If you breast-feed your baby, the gradual, one-meal-at-a-time reduction of her sucking will reduce the supply of milk produced in your body without causing as much discomfort. But be sure to wait until your breasts have adjusted to the elimination of one feeding before you try to cut out a second one.
Because your baby no doubt associates you with breast-feeding, especially at certain times of the day, it will help to have your partner or another person give your baby the bottle for the first week or two, until she is weaned. If no one can help you, try facing your baby away from you while giving the bottle. That way, she won't have to stare at the now taboo breast while getting used to the bottle.
You will have an easier time weaning your baby from the bottle if, from the very beginning, you treat the bottle as if it were a breast. Make the bottle a "part of you" so that your baby associates it solely with being fed formula while in your arms. Do not let your baby carry the bottle around with her. As your baby becomes more active toward the end of the first year, she will probably want to crawl or walk more than she wants to eat-and this desire can motivate her to wean herself.
Whenever you decide to wean your baby from the breast or bottle, whether at 3 months, 6 months, 9 months, or 18 months, do it gently and gradually. If you suddenly and arbitrarily refuse to let your baby suck from your breast, she will feel rejected. "Cold turkey" weaning will also cause discomfort and even pain for you, too. Because your breasts will continue to produce milk at the same rate for several days, they will become painfully overfull if you try to go from three to six feedings a day straight down to zero.
Take it slow and easy. When your baby begins to eat three meals a day (around six or seven months), the fun and fascination of eating foods will probably cause her to abandon at least one of her mealtime breast or bottle feedings. She will want to eat more and suck less. Within a few months of beginning solids, your baby may be down to just two or three bottles or breast-feedings a day:
- At bedtime
- At naptime(s)
- In the morning (perhaps)
If you want to wean your baby, at least partially, and she doesn't start to give up mealtime breast or bottle feedings on her own, you may have to give her a little nudge.
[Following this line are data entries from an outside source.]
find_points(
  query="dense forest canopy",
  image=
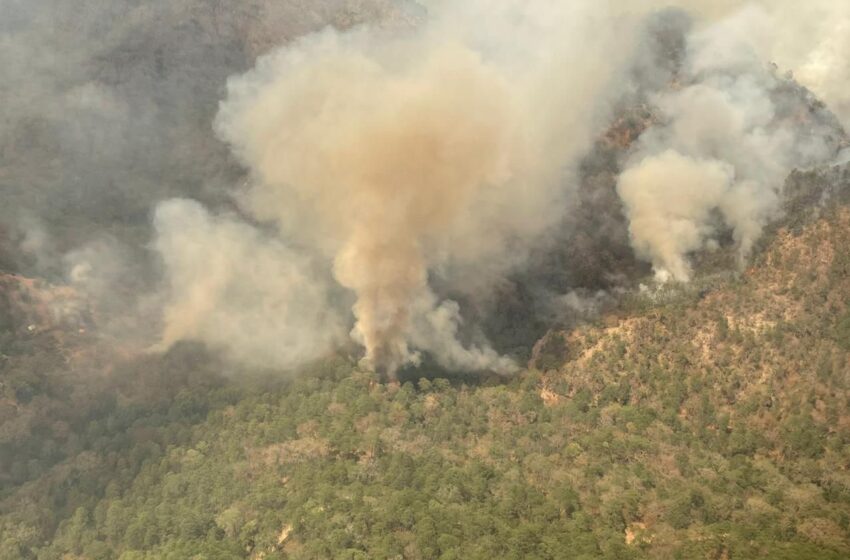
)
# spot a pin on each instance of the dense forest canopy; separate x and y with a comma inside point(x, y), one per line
point(424, 279)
Do it gradually, one meal at a time. First, eliminate the pre-meal nursing. Offer up a solid meal and be sure to offer her a cup (not a bottle, unless you intend to wean her from the breast to the bottle) of juice or water with the meal. Offer your breast (or a bottle) only after the meal. Within a week or two, she will probably eat more solids and no longer need any breast milk or formula after the meal.
After you've replaced all daytime breast or bottle feedings with meals in this gradual, systematic way, your baby will probably nurse or take a bottle only in the morning (when she's so hungry that a solid meal might not fill her up) and before bed (when she probably wants the security more than the nutrition). Many babies give up their single nighttime feeding somewhat willingly at around a year. But you don't need to rush it if you want to continue with this nursing.
When you do want to wean your baby completely, you can try either of two methods. You may find it easiest to use the switch method, replacing the final nursing of the evening with a final bottle feeding. (Of course, this method means you'll later need to wean her from the bottle, using the cold turkey method.) To wean from the breast to a bottle, simply substitute the bottle for the breast.
If you still breast-feed your baby more than once a day, then eliminate just one nursing session at a time. Offer the bottle instead of the breast at your baby's hungriest feeding. He's most likely to accept the substitute then, and eliminating this feeding will prompt the greatest reduction in your breast milk production.
If you don't want to wean your baby from the breast to the bottle, or if you've decided to wean her from the bottle, try the cold turkey method. Give your baby a big meal an hour or so before bedtime and then, if she's still hungry, a snack right before bed. Have a sipper cup of water ready next to your baby's crib. Then, if you haven't yet done so, establish a regular bedtime routine that will serve as an affectionate, comforting replacement for the routine of the breast or bottle. Try to show your baby a little extra love, affection, and understanding during this period. She needs to know that you still care.